Le tabagisme est un mal mondial, qui tue chaque année près de 6 millions de personnes, y compris les décès prématurés en raison du tabagisme passif et qui sont évalués à 600.000 personnes, selon l’Organisation mondiale de la santé. Tous les pays sont confrontés à ce problème au sein de leurs populations. Jeunes comme vieux, le nombre de fumeurs ne fait qu’augmenter.

Et pourtant, les conséquences du tabagisme ne sont plus un secret pour personne. 90% des cancers du poumon sont dus au tabac, qui serait également responsable de 25% des insuffisances coronaires, dont l’infarctus. Outre les cancers, le tabagisme est l’origine de maladies comme les accidents vasculaires cérébraux (AVC), l’artérite des membres inférieurs, les anévrismes, ou encore l’hypertension artérielle. Par ailleurs, de nombreuses pathologies sont liées ou aggravées par le tabagisme: gastrites, ulcères gastro-duodénaux, diabète de type II, hypercholestérolémie, eczéma, psoriasis, infections ORL (nez – gorge – oreilles) et dentaires, cataracte, parodontite, etc. Il faut ajouter, pour résumer, qu’un fumeur régulier sur deux meurt des conséquences de son tabagisme. Et les spécialistes sont catégoriques: le seul moyen efficace pour réduire ce risque est l’arrêt du tabac.

Deux vitesses

Le Maroc n’échappe pas à cette réalité. En 2020, le nombre de cigarette vendues dans le royaume s’est élevé à 15,2 milliards, avec en tête les marques Marlboro, Marquise et Winston. Et on ne parle ici que des ventes légales, la contrebande ayant la vie dure, malgré la fermeture des frontières terrestres et maritimes. De plus, selon les estimations, le tabagisme touche 18% des Marocains âgés de 15 ans et plus, tandis que près de 41% de la population est exposée au tabagisme passif. Au ce sujet, 17% de la population est exposées au tabagisme dans l’entourage professionnel, contre 32% dans l’entourage familial et 60% dans les lieux publics.

«Mais que fait la loi?», pourrait-on se demander. Le Maroc dispose, évidemment, d’une loi anti-tabac. La loi n° 15-91 relative à l’interdiction de fumer et de faire de la publicité et de la propagande en faveur du tabac dans certains lieux a été promulguée en 1995. Mais depuis, aucun décret d’application. Qui va appliquer la loi? Qui va verbaliser? Qui va percevoir les amendes? Selon quelle procédure? Depuis lors, plusieurs gouvernements se sont succédés au Maroc, mais toujours pas de décret d’application de la loi n° 15-91. Néanmoins, certains organismes et établissements publics du royaume ont pris le taureau par les cornes en décrétant que leurs locaux sont des zones non-fumeur.
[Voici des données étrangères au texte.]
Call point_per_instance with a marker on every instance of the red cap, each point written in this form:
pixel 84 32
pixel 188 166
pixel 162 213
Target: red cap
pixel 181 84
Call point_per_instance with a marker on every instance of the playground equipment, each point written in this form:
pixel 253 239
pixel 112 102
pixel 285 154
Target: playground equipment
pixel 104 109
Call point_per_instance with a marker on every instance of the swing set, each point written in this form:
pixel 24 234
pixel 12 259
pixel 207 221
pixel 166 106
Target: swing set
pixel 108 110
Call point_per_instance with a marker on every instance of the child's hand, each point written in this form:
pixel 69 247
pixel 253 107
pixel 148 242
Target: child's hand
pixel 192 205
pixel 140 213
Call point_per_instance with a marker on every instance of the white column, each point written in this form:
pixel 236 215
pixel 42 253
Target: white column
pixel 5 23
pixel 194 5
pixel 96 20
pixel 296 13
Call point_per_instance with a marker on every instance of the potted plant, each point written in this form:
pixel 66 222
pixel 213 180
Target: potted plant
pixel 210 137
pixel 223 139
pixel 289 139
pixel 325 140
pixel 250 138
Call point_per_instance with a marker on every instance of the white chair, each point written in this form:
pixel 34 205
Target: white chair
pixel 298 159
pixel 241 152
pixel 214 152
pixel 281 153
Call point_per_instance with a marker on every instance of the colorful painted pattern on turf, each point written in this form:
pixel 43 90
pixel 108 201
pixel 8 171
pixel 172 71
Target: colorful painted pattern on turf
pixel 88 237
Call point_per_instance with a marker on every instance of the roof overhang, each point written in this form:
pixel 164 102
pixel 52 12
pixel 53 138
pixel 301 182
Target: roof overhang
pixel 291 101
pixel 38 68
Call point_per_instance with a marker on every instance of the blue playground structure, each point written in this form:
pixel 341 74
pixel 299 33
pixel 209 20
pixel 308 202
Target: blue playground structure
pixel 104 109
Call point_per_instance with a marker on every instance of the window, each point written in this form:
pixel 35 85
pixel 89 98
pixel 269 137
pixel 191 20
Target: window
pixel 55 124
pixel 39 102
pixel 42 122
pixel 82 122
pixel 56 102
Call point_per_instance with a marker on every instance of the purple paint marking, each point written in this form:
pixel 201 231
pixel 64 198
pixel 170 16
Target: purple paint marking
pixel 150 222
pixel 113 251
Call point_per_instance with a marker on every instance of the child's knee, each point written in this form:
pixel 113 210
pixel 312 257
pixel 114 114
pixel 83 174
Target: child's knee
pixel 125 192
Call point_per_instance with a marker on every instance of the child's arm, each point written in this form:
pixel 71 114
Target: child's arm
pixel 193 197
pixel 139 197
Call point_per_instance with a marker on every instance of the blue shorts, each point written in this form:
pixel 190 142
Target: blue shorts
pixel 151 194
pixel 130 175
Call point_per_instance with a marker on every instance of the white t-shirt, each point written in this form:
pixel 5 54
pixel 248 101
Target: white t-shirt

En l’«absence» de loi anti-tabac, d’autres alternatives existent, évidemment, pour lutter contre le tabagisme et ses innombrables dangers pour la société: sensibilisation, interdiction de la publicité, indication «Fumer tue» sur les paquets, groupes de soutien, livres pour arrêter de fumer… Mais celles-ci ont des taux de réussite relatifs, à l’exception de la taxation, qui a fait ses preuves.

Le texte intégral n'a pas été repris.